Le e-commerce a offert un nouveau canal d'achat aux clients qui peinaient à trouver des vêtements grande taille. Plus les consommatrices ont besoin d'une grande taille, plus la proportion de vêtements achetés en ligne est élevée, révélait l'étude de The Body Optimist. Les femmes qui portent des tailles 38/40 composent leur dressing via Internet à 25%. Celles qui font du 50/52 sont contraintes à 50 % d’avoir recours à l’achat en ligne pour trouver des pièces qui leur conviennent. Il y a donc un réel contraste entre l’offre disponible et la demande, qui ne cesse d’augmenter. Et même sur Internet, l'offre reste encore insuffisamment étendue.
De jeunes marques responsables émergent
Lorsqu’il s’agit de mode responsable, l’offre est encore plus limitée. Toutefois, depuis quelques saisons, des petites marques aux aspirations inclusives et aux préoccupations environnementales apparaissent en France. Elles ont généralement été créées par des femmes qui ne se satisfaisaient pas d'une offre jugée soit trop bas de gamme, soit beaucoup trop chère pour elles. Dans le domaine du luxe, Marina Rinaldi, marque italienne appartenant à Max Mara, a été la première griffe à introduire l'expression " taglia comoda", qui signifie taille confortable.
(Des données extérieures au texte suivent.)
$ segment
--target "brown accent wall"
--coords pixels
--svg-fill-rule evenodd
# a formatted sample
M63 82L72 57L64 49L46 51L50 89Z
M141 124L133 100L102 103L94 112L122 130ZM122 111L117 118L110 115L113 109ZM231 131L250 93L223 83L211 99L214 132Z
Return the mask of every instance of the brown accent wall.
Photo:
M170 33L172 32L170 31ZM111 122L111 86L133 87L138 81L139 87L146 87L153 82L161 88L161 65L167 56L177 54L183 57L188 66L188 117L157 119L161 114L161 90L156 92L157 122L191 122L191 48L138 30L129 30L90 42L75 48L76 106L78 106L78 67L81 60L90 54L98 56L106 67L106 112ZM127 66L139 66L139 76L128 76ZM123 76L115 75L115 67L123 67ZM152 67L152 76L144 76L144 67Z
En France, Emmanuelle Szerer a lancé en 2017 la marque Almé. Celle-ci propose des collections de prêt-à-porter féminin allant du 36 au 56. En juin 2021, elle a bouclé une levée de fonds d'un million d'euros. "Nous avons beaucoup d'ingénieurs au capital, des gens qui ne s'intéressent pas particulièrement au produit mais voient qu'habiller les femmes, peu importe leur taille, c'est rentable", expliquait alors Emmanuelle Szerer. Parmi les business angels séduits par ce projet d’une mode inclusive milieu de gamme et tendance, se trouvent notamment Chantal Baudron, spécialiste en recrutement dans la mode, et Damien du Fretay, ex-PriceMinister. Almé s’est fixé comme objectif de réaliser 6 millions d’euros de chiffre d’affaires annuel d'ici la fin 2023. La crise sanitaire de Covid-19 n’a pas freiné sa progression, au contraire. Elle fait confectionner ses produits majoritairement en France (plus de 70%), ou dans le bassin méditerranéen (au Portugal ou en Turquie). La marque généralise le principe de la précommande en début de saison (cinq semaines maximum de délai pour les clientes), ce qui lui permet de ne pas créer de surstock en évaluant l’appétit de ses adeptes pour certains articles qui pourront ensuite être produits à plus grande échelle.